I dati diffusi da Sgfa, la società di gestione fondi per l’agroalimentare, evidenziano nel 2012 una flessione del 3% del credito agricolo alle imprese. Le aziende agricole del nostro Paese hanno visto diminuire gli affidamenti nel periodo che va dal 2007 al 2012. Il credito fa da specchio all’economia reale e indica che la crisi continua ad attanagliare l’Italia.

Dal 2008, infatti, le esigenze finanziarie delle imprese sono cambiate al punto da configurare una dinamica dell’erogazione bancaria differente a seconda dell’area geografica ma anche del breve, medio e lungo periodo: sono in crescita le richieste di credito nel breve perché le aziende devono soddisfare sempre di più le esigenze ordinarie (in sei anni risultano raddoppiate dal 6% del 2007) e restano pressoché stazionarie quelle di lungo periodo dal momento che le aziende non fanno investimenti.

A livello nazionale si registra una complessiva flessione del credito agrario ma nelle regioni del Nord le erogazioni bancarie, secondo Ismea, rilevano una crescita media annua: dell’1% nell’area del Nord Ovest e del 3% in quella di Nord Est.

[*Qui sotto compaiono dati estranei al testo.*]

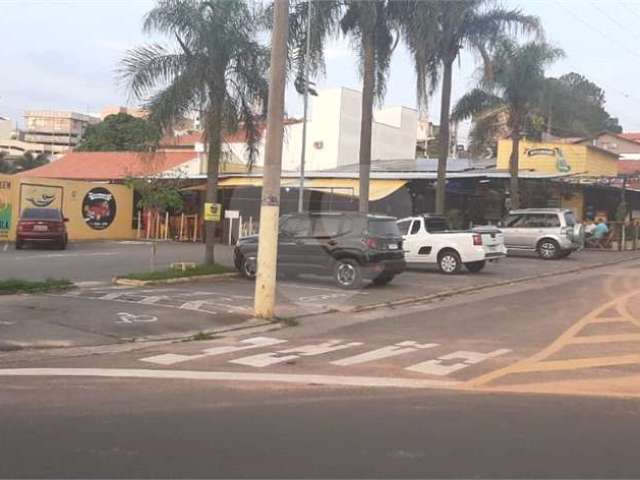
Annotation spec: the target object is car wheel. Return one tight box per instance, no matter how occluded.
[438,250,462,275]
[333,258,362,290]
[538,239,560,260]
[240,253,258,280]
[464,260,487,273]
[373,275,394,287]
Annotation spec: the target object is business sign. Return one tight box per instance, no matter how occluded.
[224,210,240,219]
[82,187,116,230]
[0,181,12,240]
[525,147,571,173]
[204,203,222,222]
[20,183,64,213]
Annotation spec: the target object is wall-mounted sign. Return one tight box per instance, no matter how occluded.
[82,187,116,230]
[525,147,571,173]
[224,210,240,218]
[204,203,222,222]
[20,183,64,213]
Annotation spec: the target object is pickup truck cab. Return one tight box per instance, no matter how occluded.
[398,214,507,274]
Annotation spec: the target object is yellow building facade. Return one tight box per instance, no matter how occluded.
[0,175,136,241]
[497,139,618,177]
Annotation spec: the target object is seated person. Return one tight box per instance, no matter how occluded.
[589,218,609,246]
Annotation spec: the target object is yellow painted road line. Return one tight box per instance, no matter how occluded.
[512,353,640,373]
[464,290,640,388]
[569,333,640,345]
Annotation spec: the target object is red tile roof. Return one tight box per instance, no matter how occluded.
[618,160,640,175]
[619,132,640,142]
[21,151,197,180]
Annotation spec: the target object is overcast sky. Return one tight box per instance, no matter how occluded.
[0,0,640,138]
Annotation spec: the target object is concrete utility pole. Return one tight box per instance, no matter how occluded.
[298,0,312,213]
[254,0,289,318]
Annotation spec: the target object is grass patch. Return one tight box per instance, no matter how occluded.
[0,278,73,295]
[120,264,234,281]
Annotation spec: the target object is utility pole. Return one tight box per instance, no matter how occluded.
[254,0,289,319]
[298,0,312,213]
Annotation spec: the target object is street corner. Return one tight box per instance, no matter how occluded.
[462,279,640,397]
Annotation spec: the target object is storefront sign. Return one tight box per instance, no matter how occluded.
[20,183,63,212]
[526,147,571,173]
[82,187,116,230]
[0,182,11,240]
[204,203,222,222]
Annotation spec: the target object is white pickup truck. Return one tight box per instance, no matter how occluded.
[398,215,507,273]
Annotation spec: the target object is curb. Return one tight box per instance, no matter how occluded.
[320,255,640,319]
[112,272,240,287]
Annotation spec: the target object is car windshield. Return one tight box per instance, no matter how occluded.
[367,220,400,237]
[427,218,449,233]
[21,208,62,220]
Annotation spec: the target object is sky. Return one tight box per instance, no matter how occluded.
[0,0,640,139]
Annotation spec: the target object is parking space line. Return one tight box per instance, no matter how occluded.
[0,368,460,389]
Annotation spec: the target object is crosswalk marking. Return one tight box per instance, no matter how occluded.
[405,348,511,377]
[229,340,362,368]
[140,337,286,365]
[331,340,438,367]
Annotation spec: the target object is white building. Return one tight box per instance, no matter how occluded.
[282,88,417,171]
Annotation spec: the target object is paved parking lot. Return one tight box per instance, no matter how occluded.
[0,242,633,350]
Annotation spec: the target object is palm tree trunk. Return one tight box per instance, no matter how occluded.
[509,132,520,209]
[436,57,455,215]
[204,98,222,265]
[358,34,375,213]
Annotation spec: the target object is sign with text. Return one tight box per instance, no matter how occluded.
[204,203,222,222]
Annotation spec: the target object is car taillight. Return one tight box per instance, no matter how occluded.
[365,238,378,250]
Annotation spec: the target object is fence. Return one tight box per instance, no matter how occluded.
[136,210,258,245]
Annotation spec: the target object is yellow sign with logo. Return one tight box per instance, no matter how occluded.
[204,203,222,222]
[20,183,64,212]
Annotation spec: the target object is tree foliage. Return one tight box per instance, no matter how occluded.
[289,0,398,213]
[400,0,542,213]
[451,39,563,208]
[544,72,622,137]
[120,0,269,263]
[75,113,160,152]
[0,152,51,175]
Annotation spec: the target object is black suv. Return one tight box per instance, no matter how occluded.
[234,213,406,289]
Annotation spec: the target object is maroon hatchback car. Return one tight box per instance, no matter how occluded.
[16,208,68,250]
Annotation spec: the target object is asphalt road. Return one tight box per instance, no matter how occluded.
[0,241,233,282]
[0,246,633,351]
[0,378,640,478]
[0,255,640,478]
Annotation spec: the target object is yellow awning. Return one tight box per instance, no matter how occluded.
[185,177,407,201]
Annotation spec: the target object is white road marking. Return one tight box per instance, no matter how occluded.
[140,337,286,365]
[331,340,438,367]
[229,340,362,368]
[14,252,118,260]
[405,348,511,377]
[0,368,460,389]
[116,312,158,324]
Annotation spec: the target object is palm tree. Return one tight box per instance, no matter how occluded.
[120,0,269,264]
[451,39,563,208]
[401,0,541,213]
[289,0,397,213]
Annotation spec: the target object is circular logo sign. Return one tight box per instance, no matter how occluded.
[82,187,116,230]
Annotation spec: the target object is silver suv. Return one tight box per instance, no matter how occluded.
[499,208,584,260]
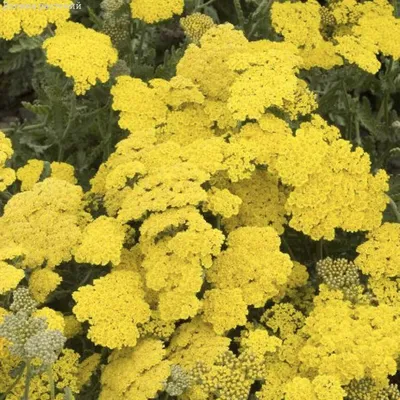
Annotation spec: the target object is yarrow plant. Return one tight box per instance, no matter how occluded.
[0,0,400,400]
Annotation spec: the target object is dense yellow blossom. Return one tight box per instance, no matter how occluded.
[0,178,84,268]
[33,307,65,333]
[17,159,76,191]
[17,159,44,190]
[285,375,346,400]
[140,207,224,321]
[167,317,230,370]
[131,0,184,24]
[7,349,79,400]
[240,328,282,357]
[203,289,247,335]
[73,270,150,348]
[203,188,242,218]
[272,0,400,74]
[180,13,215,44]
[247,116,388,240]
[228,41,317,120]
[50,161,77,184]
[74,216,126,265]
[222,170,286,233]
[207,227,293,307]
[0,0,73,40]
[77,353,101,388]
[355,222,400,278]
[177,24,248,101]
[111,76,206,138]
[29,268,62,303]
[64,315,82,339]
[0,261,25,294]
[99,339,170,400]
[0,129,15,192]
[43,22,117,94]
[299,288,400,384]
[261,303,305,339]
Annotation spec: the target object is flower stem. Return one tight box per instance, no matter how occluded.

I dati macroeconomici del periodo preso in esame (2007-2012) mostrano come la flessione riguardi soprattutto l’area del Centro Italia e del Mezzogiorno ed evidenziano, dunque, l’importanza delle aree del Nord a discapito del Centro-Sud.

Le Regioni con una maggiore erogazione del credito agrario

Le aziende agrarie che hanno potuto usufruire di una maggiore erogazione del credito sono concentrate nelle regioni del Nord e tra queste la Lombardia è in testa con un importo di circa 514 milioni di euro corrispondente ad una crescita media annua dell’1%. L’Emilia Romagna con 360 milioni di erogazione e il Veneto con 342 milioni crescono rispettivamente del 7% e del 2%: cambia la struttura del credito agrario emiliano poichè si concentra su erogazioni con scadenza a 18 mesi che costituiscono il 27% delle erogazioni regionali a fronte del 2% di quelle erogate nel 2007. A seguire il Piemonte registra una crescita annua del credito agrario pari al 2% per un importo equivalente a circa 275 milioni di euro. Il Friuli Venezia Giulia, nonostante una contrazione del 4% rispetto al 2007, è la quinta regione del Nord per erogazione del credito agrario con 65 milioni.

Le erogazioni bancarie per le imprese agrarie nell’area del Mezzogiorno

Le Regioni del Centro-Sud sono quelle maggiormente colpite dal credit crunch, il fenomeno che ha colpito l’Italia a partire dalla scoppio della crisi del 2008. La stretta creditizia è stata determinata dalle forti contrazioni di erogazione del credito effettuato dalle banche. Secondo l’analisi elaborata da Ismea, nel Mezzogiorno d’Italia dal 2007 al 2012 si è verificata un’erosione media annua del credito agrario pari all’11%: una flessione che è più marcata di quella nazionale attestata sul 3%. Le regioni che ottengono maggiore erogazione di credito per le imprese agricole nell’area del Mezzogiorno sono Puglia e Sicilia rispettivamente per una cifra pari a 85 milioni e 84 milioni di euro circa nel 2012 contro 127 milioni e 122 milioni di euro.